The Center has been holding such
October meetings every year since perestroika times, and although the number of
participants now is far fewer than it was in the early 1990s, the complaints of
those taking part and their demands have remained consistent and directed
toward freedom and independence for Tatarstan (novayagazeta.ru/news/1697182.html).
Participants spoke
about the Tatar’s loss of state sovereignty in recent years, about the inability
of Tatars to be educated in their national language, the persecution of Tatars
under the pretext of fighting Islamist radicalism, and the imperial aspirations
of Moscow from the 16th century to the present day.
They called for the republic’s State
Council to restore to the republic’s constitution its earlier declarations
about the state sovereignty of Tatarstan and about its status as a subject of
international law. Both these provisions
were removed over the last decade at the insistent of Vladimir Putin’s regime.
Those who were able to attend
complained that several of the leading activists, including Fauziya Bayramova
and Aydar Khalim, were prevented from attending by the police who stopped their
car on the pretext of preventing extremism and so delayed it that they were
unable to reach Kazan in time.

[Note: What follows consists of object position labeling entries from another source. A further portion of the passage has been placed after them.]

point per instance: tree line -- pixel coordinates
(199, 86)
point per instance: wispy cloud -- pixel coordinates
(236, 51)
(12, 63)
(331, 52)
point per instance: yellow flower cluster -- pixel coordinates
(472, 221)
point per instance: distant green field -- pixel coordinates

Bayramova was able to speak to the crowd via
telephone.
In an another act illustrating the
way in which the Tatarstan authorities have been forced to restrict this
demonstration, participants this year were not able to march to the walls of
the Kazan kremlin as a group. Instead,
they had to walk there separately and lay flowers at the site independently
rather than as a group.
Despite these restrictions, some
Ukrainian commentators celebrated the event as the beginning of the disintegration
of the Russian Federation. A typical article of this kind was simply but
provocatively entitled “It’s Begun” (joinfo.ua/politic/1125353_Nachalos-Kazani-proshla-massovaya-aktsiya.html).
Both the restrictions in Kazan and
this enthusiasm in Ukraine sparked objections from some Russian nationalists
who suggested that no one “needs such ‘a day of memory’ in Kazan and accused
participants of being the worst form of the current recrudescence of what they
called “bourgeois nationalism” (forum-msk.org/material/news/11026028.html).
This year’s commemoration of the
defenders of Kazan corresponded with memorial meetings in neighboring
Bashkortostan where Bashkir activists marked the 25th anniversary of
the declaration of their republic’s state sovereignty. At these meetings and in
commentaries about them, the Bashkirs raised many of the same points the Tatars
did (interfax-russia.ru/Povoljie/news.asp?id=661002&sec=1671 and
kyk-byre.ru/1854-vstanem-za-respubliku-bashkortostan.html).